The bill had been paid - somehow, by someone - and we were now heading back to the Hotel des Artistes. I was walk­ing next to Hopkins in silence; Sampson was just behind, one arm around the woman in a courtly way (yet also a drunken one), the other hanging loose in the vicinity of his gun. The churches, temples, abandoned theatres came and went until we entered the hotel, and the black and white man was not there, but the paintings were. I peered at the gloomy people shown in them, but they had retreated still further into the shadows.

We climbed the long staircase, and my mind went back to my first meeting with Lund at the Lost Luggage Office. I saw myself writing my name in the ledger. It was there for any­one to see.

On the silent and evidently empty fourth floor, Hopkins had somehow faded away into his own quarters, while I stepped into the opposite room with Sampson and the French doxy. I tumbled through into the bedroom on the far side of those quarters, with wine Sampson had given me in a bathroom glass. I closed the door behind me while Sampson and the doxy fell to in the main room. At first the pair of them were
quiet...
and then they weren't.

I sat staring at nothing for a space.

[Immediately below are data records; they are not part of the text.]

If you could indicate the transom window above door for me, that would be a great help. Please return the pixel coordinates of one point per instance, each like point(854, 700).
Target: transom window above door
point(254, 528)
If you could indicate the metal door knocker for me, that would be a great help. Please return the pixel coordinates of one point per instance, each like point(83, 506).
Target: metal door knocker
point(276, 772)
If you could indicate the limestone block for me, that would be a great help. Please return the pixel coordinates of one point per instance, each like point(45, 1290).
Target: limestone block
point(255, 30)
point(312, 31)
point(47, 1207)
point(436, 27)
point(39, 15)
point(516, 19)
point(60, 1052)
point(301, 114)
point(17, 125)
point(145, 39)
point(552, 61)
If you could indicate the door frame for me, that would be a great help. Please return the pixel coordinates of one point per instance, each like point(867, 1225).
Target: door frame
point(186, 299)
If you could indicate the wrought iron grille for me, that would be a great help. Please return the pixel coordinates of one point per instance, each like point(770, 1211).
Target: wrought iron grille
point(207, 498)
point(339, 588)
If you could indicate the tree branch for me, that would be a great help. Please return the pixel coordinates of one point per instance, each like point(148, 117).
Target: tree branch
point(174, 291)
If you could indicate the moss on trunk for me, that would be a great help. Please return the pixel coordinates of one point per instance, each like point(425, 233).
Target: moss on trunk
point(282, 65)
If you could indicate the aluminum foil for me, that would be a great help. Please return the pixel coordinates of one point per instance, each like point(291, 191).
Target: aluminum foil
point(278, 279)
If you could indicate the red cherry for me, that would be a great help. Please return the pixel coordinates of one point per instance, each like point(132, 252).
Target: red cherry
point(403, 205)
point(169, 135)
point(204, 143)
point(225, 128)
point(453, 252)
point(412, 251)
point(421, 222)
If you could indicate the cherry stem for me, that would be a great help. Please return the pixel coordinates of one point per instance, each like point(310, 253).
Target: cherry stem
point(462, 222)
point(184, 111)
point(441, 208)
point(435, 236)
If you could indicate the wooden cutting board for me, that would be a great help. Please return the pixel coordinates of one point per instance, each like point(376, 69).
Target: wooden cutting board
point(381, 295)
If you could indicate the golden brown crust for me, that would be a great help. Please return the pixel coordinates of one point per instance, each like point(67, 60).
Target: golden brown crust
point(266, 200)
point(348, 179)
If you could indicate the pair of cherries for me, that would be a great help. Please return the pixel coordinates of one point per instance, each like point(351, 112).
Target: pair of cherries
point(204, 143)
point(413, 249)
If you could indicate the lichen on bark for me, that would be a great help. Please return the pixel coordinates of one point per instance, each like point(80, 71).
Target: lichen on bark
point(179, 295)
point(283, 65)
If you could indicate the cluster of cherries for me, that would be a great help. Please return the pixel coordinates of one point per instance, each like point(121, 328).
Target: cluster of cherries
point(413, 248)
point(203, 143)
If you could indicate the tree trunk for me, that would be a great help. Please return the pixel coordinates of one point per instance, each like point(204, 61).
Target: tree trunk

I could hear a train run­ning along the lines below. It was timetabled, but at the same time free. A good minute after it had gone from earshot, its black smoke finally ascended to the level of my window.

In the room beyond, the French tart was giving way still further to Valentine Sampson or Joseph Howard Vincent as the case may have been. I picked out of my pocket
Paris and its Environs.
Christianity, I read, had been introduced to France by St Denis. Visitors to the Louvre who had only a short time to devote to the galleries were recommended to begin with the antique sculptures.

In the room beyond, matters reached the screaming stage just as a train went rumbling below, making a contest of it for

loudest noise. It was a wonder that Sampson could perform at all, given the amount of red wine he'd put away. Hopkins, alone of the three of us, was
not
blotto, and he would hold to his plan, I knew.

A couple of minutes later, Sampson opened the door, and beckoned me through into the sitting room. He wore his trousers and his undershirt.

I could see the doxy through the open door of the bath­room: she was painting on rouge.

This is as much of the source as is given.